I’ve been following a fascinating conversation that began with Jenna Wortham’s article in the New York Times: “Turn Off the Phone (and the Tension),” also called “Cutting the Digital Lifeline and Finding Serenity.” In this article, Wortham described the challenge and joy of disconnecting from the digital world, at least for a few hours.
Wortham’s discovery began by accident, when she was put in a situation where she could not have her cell phone with her. At first, she felt anxious, cut off from her digital drug. But, in time, she began to enjoy her disconnection:
Eventually, the anxiety passed. I started to see my lack of a digital connection as a reprieve. Lounging in the sun and chatting with a friend without the intrusion of texts and alerts into our lives felt positively luxurious. That night, I even switched off my phone while mingling at a house party, content to be in one place for the evening and not distracted by any indecision about whether another party posted online looked better.
Wortham recognizes that some people would not understand her experience of offline solitude:
My revelation — relearning the beauty of living in the moment, devoid of any digital link — may seem silly to people who are less attached to their devices. But for many people, smartphones and social networks have become lifelines — appendages that they are rarely without. As such, they can sway our moods, decisions and feelings.
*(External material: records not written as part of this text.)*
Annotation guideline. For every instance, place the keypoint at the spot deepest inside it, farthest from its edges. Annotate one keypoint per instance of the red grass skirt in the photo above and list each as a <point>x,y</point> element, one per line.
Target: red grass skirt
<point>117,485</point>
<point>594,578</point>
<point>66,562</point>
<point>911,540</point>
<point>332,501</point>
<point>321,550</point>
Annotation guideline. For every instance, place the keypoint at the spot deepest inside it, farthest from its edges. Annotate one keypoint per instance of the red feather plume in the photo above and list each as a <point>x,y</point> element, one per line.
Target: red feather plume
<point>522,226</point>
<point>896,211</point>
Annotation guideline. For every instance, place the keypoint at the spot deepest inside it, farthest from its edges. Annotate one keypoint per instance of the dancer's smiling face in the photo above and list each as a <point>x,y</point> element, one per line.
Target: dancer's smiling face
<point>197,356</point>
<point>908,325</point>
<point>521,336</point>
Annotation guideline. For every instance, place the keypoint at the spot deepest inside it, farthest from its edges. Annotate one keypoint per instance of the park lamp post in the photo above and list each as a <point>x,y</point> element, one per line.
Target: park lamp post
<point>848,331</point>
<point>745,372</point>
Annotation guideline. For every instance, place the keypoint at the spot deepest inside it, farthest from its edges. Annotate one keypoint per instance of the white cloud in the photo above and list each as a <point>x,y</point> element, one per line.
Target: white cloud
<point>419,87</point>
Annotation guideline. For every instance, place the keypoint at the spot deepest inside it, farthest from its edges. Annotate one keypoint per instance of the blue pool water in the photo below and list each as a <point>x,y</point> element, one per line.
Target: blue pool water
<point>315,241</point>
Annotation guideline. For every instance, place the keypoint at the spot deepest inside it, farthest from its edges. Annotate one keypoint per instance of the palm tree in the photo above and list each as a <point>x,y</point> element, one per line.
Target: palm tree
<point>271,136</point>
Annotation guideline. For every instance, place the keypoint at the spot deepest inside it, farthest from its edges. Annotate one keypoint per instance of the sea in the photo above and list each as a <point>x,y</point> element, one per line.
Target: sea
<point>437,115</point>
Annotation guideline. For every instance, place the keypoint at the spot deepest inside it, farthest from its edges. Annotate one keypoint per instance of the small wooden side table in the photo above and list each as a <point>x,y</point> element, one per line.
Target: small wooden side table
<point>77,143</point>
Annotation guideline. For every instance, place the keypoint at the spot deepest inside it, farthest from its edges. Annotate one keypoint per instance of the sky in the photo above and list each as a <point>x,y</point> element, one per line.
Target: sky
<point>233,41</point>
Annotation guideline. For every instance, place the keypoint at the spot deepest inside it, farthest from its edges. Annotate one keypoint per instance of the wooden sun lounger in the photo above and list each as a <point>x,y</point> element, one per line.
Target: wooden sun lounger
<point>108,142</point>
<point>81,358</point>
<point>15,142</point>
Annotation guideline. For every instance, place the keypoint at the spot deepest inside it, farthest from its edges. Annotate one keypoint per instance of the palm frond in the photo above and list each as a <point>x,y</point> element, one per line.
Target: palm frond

Given what I have witnessed at Laity Lodge, where cell phones still do not work, I’d agree with Wortham that many people are so accustomed to living in fellowship with their digital devices that they don’t quite know what to do without them.
Yesterday, Wortham published a follow-up article, in which she notes and responds to some of the responses her article stirred up. “The End of the Offline World as We Know It?” She is especially intrigued by a critique from Nathan Jurgenson, a grad student in sociology at the University of Maryland. According to Jurgenson,
“This idea that we are trading the offline for the online, though it dominates how we think of the digital and the physical, is myopic. . . . It fails to capture the plain fact that our lived reality is the result of the constant interpenetration of the online and offline.
“It’s not real unless it’s on Google pics or it didn’t happen. . . . We aren’t friends until we are Facebook friends. We have come to understand more and more of our lives through the logic of digital connection. Social media is more than something we log into; it is something we carry within us. We can’t log off.”
Is this true? Is this true for you? Or is Jurgenson speaking for himself and his generation? Or is he simply a grad student who needs to get a life? What do you think?
If you’re someone who regularly connects online, have you tried to disconnect for a while? What happens when you do this?